The following list summarizes the private key systems in common use today.
A simple cryptography algorithm which is used, among other things, to obscure the content of risqué jokes on various Usenet groups. The ROT13 encryption algorithm has no key, and it is not secure.
The original UNIX encryption program which is modeled on the German Enigma encryption machine. crypt uses a variable-length key. Some programs can automatically decrypt crypt-encrypted files without prior knowledge of the key or the plaintext. crypt is not secure. (This program should not be confused with the secure one-way crypt program that UNIX uses for encrypting passwords.)

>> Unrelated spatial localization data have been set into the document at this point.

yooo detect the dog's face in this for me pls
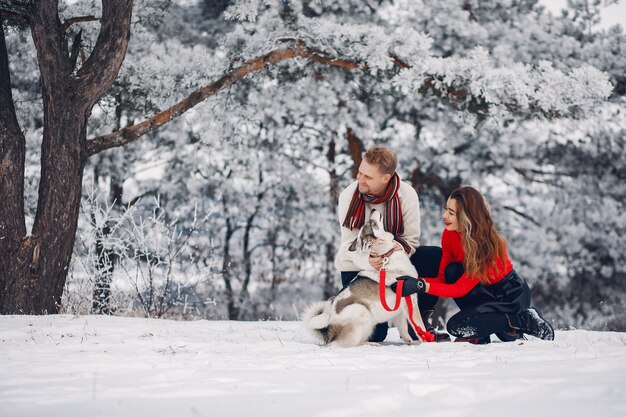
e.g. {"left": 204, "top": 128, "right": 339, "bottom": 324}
{"left": 348, "top": 209, "right": 394, "bottom": 254}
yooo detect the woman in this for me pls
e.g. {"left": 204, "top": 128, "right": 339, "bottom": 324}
{"left": 398, "top": 186, "right": 554, "bottom": 344}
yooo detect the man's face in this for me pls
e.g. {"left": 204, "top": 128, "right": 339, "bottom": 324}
{"left": 356, "top": 159, "right": 391, "bottom": 196}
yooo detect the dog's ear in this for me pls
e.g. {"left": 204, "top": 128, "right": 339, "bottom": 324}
{"left": 348, "top": 238, "right": 358, "bottom": 252}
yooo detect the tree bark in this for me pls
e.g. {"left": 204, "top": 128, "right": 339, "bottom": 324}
{"left": 0, "top": 16, "right": 28, "bottom": 312}
{"left": 323, "top": 136, "right": 338, "bottom": 299}
{"left": 345, "top": 127, "right": 364, "bottom": 179}
{"left": 0, "top": 1, "right": 133, "bottom": 314}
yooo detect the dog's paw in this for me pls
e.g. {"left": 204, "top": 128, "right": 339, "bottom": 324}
{"left": 365, "top": 342, "right": 382, "bottom": 347}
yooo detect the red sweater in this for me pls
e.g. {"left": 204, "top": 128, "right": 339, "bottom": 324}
{"left": 424, "top": 229, "right": 513, "bottom": 298}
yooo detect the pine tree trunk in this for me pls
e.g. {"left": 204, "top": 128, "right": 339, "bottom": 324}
{"left": 0, "top": 71, "right": 87, "bottom": 314}
{"left": 4, "top": 5, "right": 88, "bottom": 312}
{"left": 0, "top": 1, "right": 133, "bottom": 314}
{"left": 0, "top": 18, "right": 28, "bottom": 312}
{"left": 11, "top": 107, "right": 87, "bottom": 313}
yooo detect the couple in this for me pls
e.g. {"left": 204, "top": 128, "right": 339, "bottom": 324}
{"left": 336, "top": 146, "right": 554, "bottom": 344}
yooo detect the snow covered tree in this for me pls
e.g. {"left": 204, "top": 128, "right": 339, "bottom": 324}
{"left": 0, "top": 0, "right": 615, "bottom": 319}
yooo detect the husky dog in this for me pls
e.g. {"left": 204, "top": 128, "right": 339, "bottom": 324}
{"left": 303, "top": 210, "right": 426, "bottom": 347}
{"left": 347, "top": 209, "right": 417, "bottom": 284}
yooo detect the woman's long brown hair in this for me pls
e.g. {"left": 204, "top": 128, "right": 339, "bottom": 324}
{"left": 449, "top": 187, "right": 508, "bottom": 283}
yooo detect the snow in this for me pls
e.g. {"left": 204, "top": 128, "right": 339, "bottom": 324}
{"left": 540, "top": 0, "right": 626, "bottom": 29}
{"left": 1, "top": 315, "right": 626, "bottom": 417}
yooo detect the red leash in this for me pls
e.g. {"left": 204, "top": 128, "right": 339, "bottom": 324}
{"left": 378, "top": 259, "right": 435, "bottom": 343}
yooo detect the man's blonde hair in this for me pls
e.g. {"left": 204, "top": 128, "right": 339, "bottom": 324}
{"left": 363, "top": 146, "right": 397, "bottom": 175}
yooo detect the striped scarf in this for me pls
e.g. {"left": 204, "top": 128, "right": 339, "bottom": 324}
{"left": 342, "top": 173, "right": 410, "bottom": 253}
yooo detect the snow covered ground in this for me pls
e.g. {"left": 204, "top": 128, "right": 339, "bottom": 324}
{"left": 1, "top": 315, "right": 626, "bottom": 417}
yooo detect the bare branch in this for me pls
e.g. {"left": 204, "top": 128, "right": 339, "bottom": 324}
{"left": 514, "top": 167, "right": 578, "bottom": 178}
{"left": 513, "top": 167, "right": 578, "bottom": 187}
{"left": 502, "top": 205, "right": 541, "bottom": 228}
{"left": 61, "top": 15, "right": 98, "bottom": 32}
{"left": 69, "top": 29, "right": 82, "bottom": 71}
{"left": 389, "top": 54, "right": 410, "bottom": 69}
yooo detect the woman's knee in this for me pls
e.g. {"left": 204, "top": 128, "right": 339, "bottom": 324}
{"left": 444, "top": 262, "right": 464, "bottom": 284}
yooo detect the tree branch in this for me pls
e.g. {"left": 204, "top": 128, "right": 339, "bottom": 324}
{"left": 75, "top": 0, "right": 133, "bottom": 105}
{"left": 61, "top": 15, "right": 97, "bottom": 32}
{"left": 68, "top": 29, "right": 82, "bottom": 71}
{"left": 513, "top": 167, "right": 578, "bottom": 187}
{"left": 502, "top": 205, "right": 541, "bottom": 227}
{"left": 85, "top": 36, "right": 593, "bottom": 157}
{"left": 86, "top": 43, "right": 364, "bottom": 156}
{"left": 346, "top": 127, "right": 364, "bottom": 179}
{"left": 29, "top": 2, "right": 72, "bottom": 86}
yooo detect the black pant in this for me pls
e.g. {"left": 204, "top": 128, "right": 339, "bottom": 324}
{"left": 446, "top": 310, "right": 513, "bottom": 339}
{"left": 411, "top": 246, "right": 521, "bottom": 341}
{"left": 446, "top": 271, "right": 530, "bottom": 341}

The Data Encryption Standard (DES), an encryption algorithm developed in the 1970s by the National Bureau of Standards and Technology (since renamed the National Institute of Standards and Technology, or NIST) and IBM. DES uses a 56-bit key.[8]
[8] Technically, we should refer to it as the DEA: Data Encryption Algorithm. Standard-conforming implementations are certified by NIST, and usually require a hardware implementation. However, nearly everyone refers to it as the DES, so we will too.
A block cipher originally developed by Ronald Rivest and kept as a trade secret by RSA Data Security. This algorithm was revealed by an anonymous Usenet posting in 1996 and appears to be reasonably strong (although there are some particular keys that are weak). RC2 is sold with an implementation that allows keys between 1 and 2048 bits. The RC2mail key length is often limited to 40 bits in software that is sold for export.[9]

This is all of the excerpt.